The most likely culprit is a race condition. A race condition is a bug that depends both on the code and on timing. They are the worst type of problem because you could test for hours and not see one, but after you deploy, they always appear.
Race conditions can also happen on single core systems, however they can be prevented by running all the competing threads with the FIFO scheduling. It’s also sometimes possible to prevent race conditions with adjustment of priorities. This requires careful verification of the code. Some specific race conditions can be prevented by careful coding but this requires an understanding of the compiler generated code.

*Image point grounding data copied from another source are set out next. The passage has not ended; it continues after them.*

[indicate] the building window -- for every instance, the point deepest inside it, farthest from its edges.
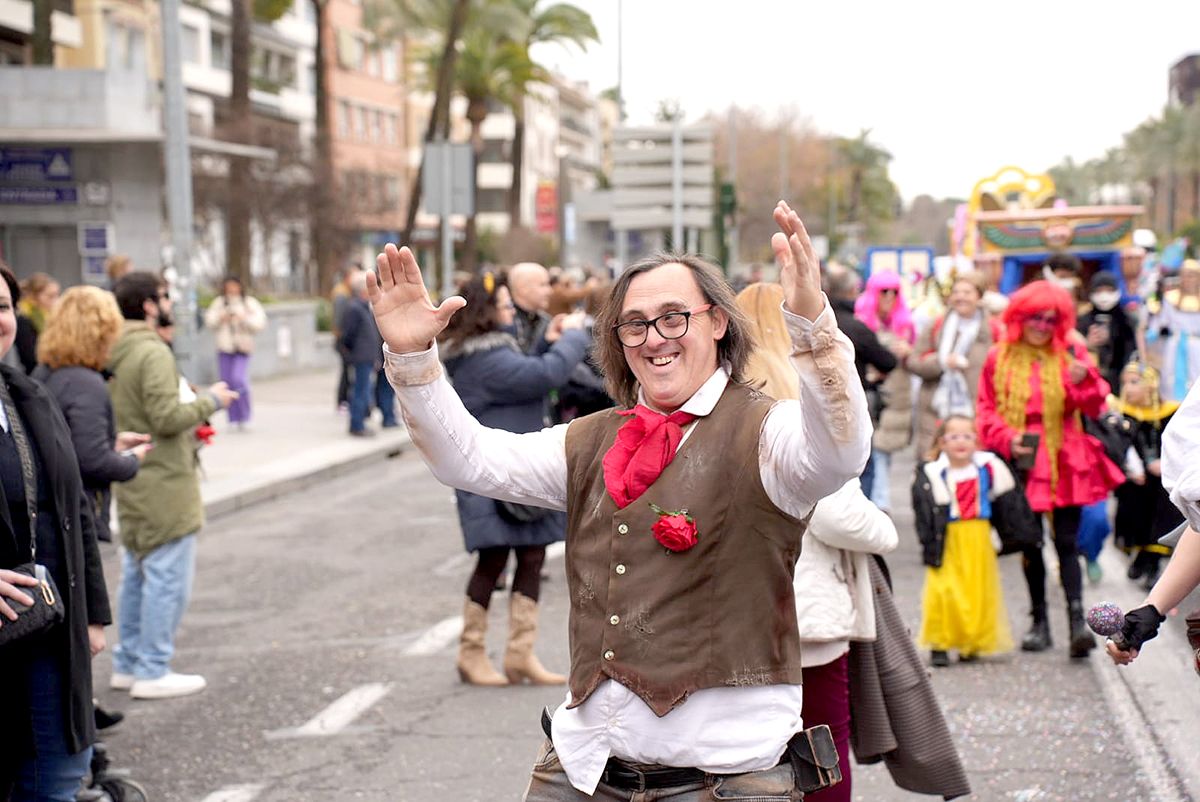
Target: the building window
(219, 46)
(390, 64)
(360, 123)
(191, 41)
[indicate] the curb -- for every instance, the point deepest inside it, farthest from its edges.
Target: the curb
(274, 489)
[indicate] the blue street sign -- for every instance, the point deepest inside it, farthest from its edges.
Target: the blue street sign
(39, 196)
(35, 165)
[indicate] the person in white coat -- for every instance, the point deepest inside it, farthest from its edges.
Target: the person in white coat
(834, 600)
(835, 605)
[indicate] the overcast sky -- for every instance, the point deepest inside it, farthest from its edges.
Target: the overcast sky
(953, 90)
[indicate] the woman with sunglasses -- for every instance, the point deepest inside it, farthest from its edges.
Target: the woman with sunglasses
(883, 309)
(1035, 387)
(505, 388)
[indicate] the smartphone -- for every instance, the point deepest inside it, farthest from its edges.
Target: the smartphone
(1030, 441)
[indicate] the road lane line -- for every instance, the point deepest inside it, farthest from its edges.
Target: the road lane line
(436, 638)
(235, 794)
(342, 712)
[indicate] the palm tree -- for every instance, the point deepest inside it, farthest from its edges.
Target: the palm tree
(439, 19)
(561, 23)
(243, 15)
(486, 71)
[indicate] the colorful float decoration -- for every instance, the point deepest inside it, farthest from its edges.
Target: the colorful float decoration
(1014, 221)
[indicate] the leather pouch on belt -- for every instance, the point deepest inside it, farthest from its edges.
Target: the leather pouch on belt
(814, 759)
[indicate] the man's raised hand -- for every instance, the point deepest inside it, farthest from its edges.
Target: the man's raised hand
(407, 318)
(799, 269)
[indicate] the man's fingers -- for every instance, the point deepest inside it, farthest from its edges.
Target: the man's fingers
(449, 306)
(783, 249)
(387, 263)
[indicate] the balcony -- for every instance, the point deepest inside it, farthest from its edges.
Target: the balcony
(48, 105)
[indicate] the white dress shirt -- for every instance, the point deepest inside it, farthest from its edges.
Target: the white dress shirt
(1181, 468)
(807, 450)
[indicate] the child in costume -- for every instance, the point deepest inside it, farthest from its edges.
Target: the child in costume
(958, 496)
(1144, 509)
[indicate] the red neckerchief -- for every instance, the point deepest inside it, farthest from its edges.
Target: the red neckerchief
(643, 448)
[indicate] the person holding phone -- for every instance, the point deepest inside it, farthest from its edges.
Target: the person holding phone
(1033, 388)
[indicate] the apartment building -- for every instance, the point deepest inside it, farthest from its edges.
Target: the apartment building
(367, 120)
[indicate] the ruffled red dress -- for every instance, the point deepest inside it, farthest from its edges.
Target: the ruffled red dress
(1085, 473)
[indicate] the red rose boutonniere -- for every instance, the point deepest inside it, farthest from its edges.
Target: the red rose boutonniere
(675, 530)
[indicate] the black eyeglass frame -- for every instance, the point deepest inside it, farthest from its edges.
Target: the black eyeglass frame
(646, 334)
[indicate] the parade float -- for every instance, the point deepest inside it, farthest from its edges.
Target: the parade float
(1014, 221)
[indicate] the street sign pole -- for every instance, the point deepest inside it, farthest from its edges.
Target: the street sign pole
(447, 235)
(179, 185)
(677, 186)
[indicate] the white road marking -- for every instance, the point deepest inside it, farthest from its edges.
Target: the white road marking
(436, 638)
(235, 794)
(340, 714)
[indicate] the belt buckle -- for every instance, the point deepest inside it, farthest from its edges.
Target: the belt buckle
(622, 772)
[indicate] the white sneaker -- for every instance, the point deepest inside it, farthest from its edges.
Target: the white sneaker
(168, 686)
(120, 681)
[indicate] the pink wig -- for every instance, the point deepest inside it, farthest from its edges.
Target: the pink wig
(1039, 297)
(867, 307)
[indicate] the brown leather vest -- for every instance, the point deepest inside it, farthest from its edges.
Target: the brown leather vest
(664, 623)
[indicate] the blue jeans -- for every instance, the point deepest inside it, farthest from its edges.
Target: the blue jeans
(360, 396)
(52, 773)
(150, 604)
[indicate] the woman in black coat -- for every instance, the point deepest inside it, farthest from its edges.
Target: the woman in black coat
(505, 388)
(45, 680)
(72, 353)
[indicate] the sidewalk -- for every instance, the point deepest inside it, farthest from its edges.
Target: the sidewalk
(295, 438)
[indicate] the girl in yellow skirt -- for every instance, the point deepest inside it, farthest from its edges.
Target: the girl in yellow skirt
(958, 497)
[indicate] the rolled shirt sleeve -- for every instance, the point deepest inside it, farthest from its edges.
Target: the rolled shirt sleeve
(811, 447)
(527, 468)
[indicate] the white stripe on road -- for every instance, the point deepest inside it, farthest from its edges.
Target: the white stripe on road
(341, 713)
(436, 638)
(235, 794)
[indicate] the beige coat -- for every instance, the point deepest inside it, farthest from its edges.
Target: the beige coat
(894, 430)
(235, 334)
(924, 363)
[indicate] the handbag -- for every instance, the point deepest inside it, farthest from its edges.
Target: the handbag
(48, 608)
(814, 756)
(520, 514)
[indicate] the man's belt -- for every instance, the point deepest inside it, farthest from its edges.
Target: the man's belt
(617, 773)
(811, 753)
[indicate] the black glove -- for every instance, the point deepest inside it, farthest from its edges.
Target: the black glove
(1140, 626)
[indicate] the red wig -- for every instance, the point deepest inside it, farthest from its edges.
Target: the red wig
(1035, 298)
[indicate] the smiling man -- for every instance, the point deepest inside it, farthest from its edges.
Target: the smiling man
(685, 509)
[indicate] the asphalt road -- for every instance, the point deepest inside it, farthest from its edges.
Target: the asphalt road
(324, 624)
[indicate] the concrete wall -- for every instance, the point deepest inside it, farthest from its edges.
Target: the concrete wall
(289, 343)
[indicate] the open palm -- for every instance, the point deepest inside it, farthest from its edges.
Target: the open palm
(407, 318)
(799, 269)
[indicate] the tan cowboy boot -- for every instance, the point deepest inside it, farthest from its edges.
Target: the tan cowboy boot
(474, 668)
(520, 662)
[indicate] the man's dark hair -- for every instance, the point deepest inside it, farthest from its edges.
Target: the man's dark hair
(133, 289)
(479, 316)
(1067, 262)
(10, 279)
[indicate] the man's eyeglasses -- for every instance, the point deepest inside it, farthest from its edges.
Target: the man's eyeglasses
(671, 325)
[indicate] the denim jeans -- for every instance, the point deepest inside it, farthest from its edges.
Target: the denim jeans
(150, 604)
(360, 396)
(52, 773)
(549, 783)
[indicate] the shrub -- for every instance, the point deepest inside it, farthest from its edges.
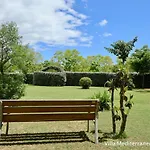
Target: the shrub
(85, 82)
(98, 78)
(11, 86)
(49, 78)
(104, 100)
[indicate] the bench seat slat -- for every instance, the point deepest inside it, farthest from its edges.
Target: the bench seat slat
(47, 103)
(47, 117)
(48, 109)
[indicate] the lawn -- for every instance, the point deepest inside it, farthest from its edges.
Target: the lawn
(54, 135)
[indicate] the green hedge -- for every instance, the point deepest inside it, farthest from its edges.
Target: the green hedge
(11, 86)
(49, 78)
(98, 79)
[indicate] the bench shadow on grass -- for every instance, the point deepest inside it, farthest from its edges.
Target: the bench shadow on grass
(103, 136)
(143, 90)
(43, 138)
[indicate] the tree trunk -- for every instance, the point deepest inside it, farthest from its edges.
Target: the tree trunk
(123, 115)
(123, 124)
(112, 111)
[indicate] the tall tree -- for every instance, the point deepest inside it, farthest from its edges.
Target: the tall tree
(140, 61)
(122, 80)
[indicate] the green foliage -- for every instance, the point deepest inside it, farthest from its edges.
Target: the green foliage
(140, 60)
(29, 78)
(56, 68)
(49, 78)
(71, 60)
(11, 86)
(85, 82)
(98, 79)
(122, 49)
(104, 100)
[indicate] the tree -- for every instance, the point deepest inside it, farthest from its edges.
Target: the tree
(122, 49)
(100, 63)
(14, 57)
(122, 80)
(140, 61)
(70, 60)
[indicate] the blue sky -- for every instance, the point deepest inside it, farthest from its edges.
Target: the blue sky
(85, 25)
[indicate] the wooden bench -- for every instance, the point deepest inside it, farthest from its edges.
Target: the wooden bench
(49, 110)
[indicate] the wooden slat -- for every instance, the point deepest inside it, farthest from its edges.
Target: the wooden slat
(47, 117)
(47, 102)
(48, 109)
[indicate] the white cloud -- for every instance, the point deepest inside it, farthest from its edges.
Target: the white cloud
(53, 22)
(106, 34)
(103, 22)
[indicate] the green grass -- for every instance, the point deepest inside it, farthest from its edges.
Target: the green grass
(138, 128)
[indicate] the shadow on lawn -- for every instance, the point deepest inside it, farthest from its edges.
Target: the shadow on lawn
(43, 138)
(143, 90)
(104, 136)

These three ways of dealing with race conditions have the advantage that they incur no additional overhead. This is tempting but I personally discourage it.

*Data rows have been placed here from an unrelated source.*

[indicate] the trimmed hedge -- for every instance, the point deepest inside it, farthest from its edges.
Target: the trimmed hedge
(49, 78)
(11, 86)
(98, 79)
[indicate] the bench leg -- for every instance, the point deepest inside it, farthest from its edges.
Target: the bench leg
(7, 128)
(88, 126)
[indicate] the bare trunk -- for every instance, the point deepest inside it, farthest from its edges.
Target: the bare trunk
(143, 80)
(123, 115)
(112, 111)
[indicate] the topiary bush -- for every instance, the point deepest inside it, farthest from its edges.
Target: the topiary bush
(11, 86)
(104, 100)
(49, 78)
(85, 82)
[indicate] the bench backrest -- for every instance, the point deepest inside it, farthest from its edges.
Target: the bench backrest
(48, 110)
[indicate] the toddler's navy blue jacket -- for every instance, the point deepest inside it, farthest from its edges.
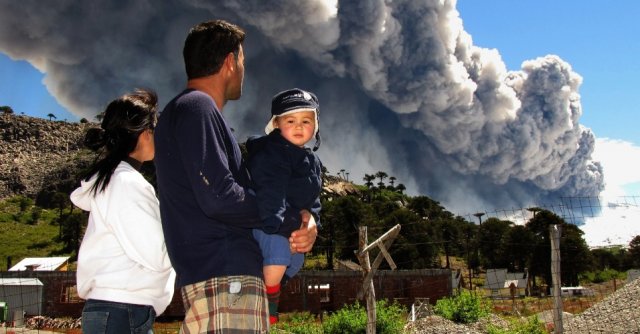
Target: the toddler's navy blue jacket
(285, 176)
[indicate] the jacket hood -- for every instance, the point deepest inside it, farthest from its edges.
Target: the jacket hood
(82, 196)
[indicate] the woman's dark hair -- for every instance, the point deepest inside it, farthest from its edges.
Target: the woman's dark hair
(124, 119)
(208, 44)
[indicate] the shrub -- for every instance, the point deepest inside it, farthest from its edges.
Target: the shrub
(533, 325)
(298, 323)
(601, 275)
(352, 319)
(465, 308)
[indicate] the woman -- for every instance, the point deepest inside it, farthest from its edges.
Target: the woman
(124, 272)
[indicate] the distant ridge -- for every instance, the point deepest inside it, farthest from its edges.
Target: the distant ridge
(37, 154)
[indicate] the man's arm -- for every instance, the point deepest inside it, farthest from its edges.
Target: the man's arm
(203, 146)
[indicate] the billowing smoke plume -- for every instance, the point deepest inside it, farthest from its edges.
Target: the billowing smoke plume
(402, 88)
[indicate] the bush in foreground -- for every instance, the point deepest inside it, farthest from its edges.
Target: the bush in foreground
(467, 307)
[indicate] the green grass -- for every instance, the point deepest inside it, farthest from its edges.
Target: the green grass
(21, 236)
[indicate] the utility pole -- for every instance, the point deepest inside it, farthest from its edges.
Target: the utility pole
(368, 270)
(554, 233)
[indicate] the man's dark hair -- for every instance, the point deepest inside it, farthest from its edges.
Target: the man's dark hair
(207, 45)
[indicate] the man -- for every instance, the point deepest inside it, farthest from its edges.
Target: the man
(207, 213)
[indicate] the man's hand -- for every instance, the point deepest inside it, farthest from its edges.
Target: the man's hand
(302, 240)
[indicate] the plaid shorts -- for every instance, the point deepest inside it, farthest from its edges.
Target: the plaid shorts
(230, 304)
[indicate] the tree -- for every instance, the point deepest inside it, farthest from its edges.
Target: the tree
(6, 109)
(574, 254)
(381, 176)
(540, 264)
(71, 230)
(516, 247)
(634, 251)
(60, 200)
(490, 235)
(417, 244)
(392, 180)
(368, 179)
(342, 216)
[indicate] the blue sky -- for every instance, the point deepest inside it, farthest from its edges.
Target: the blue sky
(598, 39)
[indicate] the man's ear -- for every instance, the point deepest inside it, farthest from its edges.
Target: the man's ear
(230, 62)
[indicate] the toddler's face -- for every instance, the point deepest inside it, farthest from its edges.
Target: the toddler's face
(297, 128)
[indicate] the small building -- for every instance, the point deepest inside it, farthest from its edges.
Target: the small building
(632, 274)
(42, 264)
(22, 296)
(576, 291)
(505, 284)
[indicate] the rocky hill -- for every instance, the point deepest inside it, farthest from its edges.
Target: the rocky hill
(37, 154)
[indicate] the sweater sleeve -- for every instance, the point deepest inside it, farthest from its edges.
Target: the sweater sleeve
(270, 172)
(205, 152)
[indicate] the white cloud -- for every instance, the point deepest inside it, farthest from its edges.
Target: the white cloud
(620, 161)
(619, 221)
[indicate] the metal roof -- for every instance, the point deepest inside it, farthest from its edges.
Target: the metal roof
(40, 263)
(20, 281)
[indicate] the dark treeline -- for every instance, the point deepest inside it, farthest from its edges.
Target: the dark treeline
(430, 235)
(429, 232)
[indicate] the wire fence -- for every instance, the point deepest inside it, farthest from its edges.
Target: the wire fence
(607, 307)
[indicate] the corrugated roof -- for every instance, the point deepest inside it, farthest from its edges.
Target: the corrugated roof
(20, 281)
(40, 263)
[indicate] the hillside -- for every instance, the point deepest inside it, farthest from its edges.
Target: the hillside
(37, 154)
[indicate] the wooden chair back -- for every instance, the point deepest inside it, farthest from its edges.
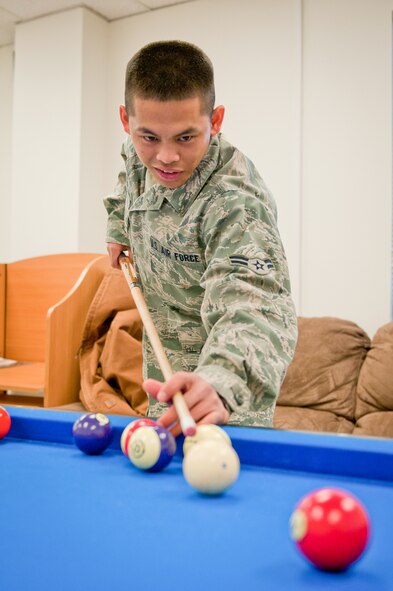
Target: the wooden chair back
(32, 286)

mutexes, semaphores, read-write locks, and condition variables are the usual ways to prevent race conditions. If you are not running in a thread context where you can make a system call, such as in an interrupt handler, sometimes spin locks will solve the problem.
The basic idea behind a race condition is that you have two pieces of code that are dependent on the same data. If your code does not protect against both pieces of code using the data at the same time, then you can get a race condition. In a system with a single processor, one thread could be in the middle of an update when re-scheduling occurs, allowing the the 2nd thread access. FIFO scheduling prevents this. Differing priorities can prevent one thread from being interrupted, but not the other. This is sometimes sufficient. In a system with more than one processor, none of this works. Two threads at different priorities can be in the same code at once.
Programmers new to these ideas are often surprised when an extremely unlikely event occurs. I was. Unfortunately Murphy’s law is a fact here.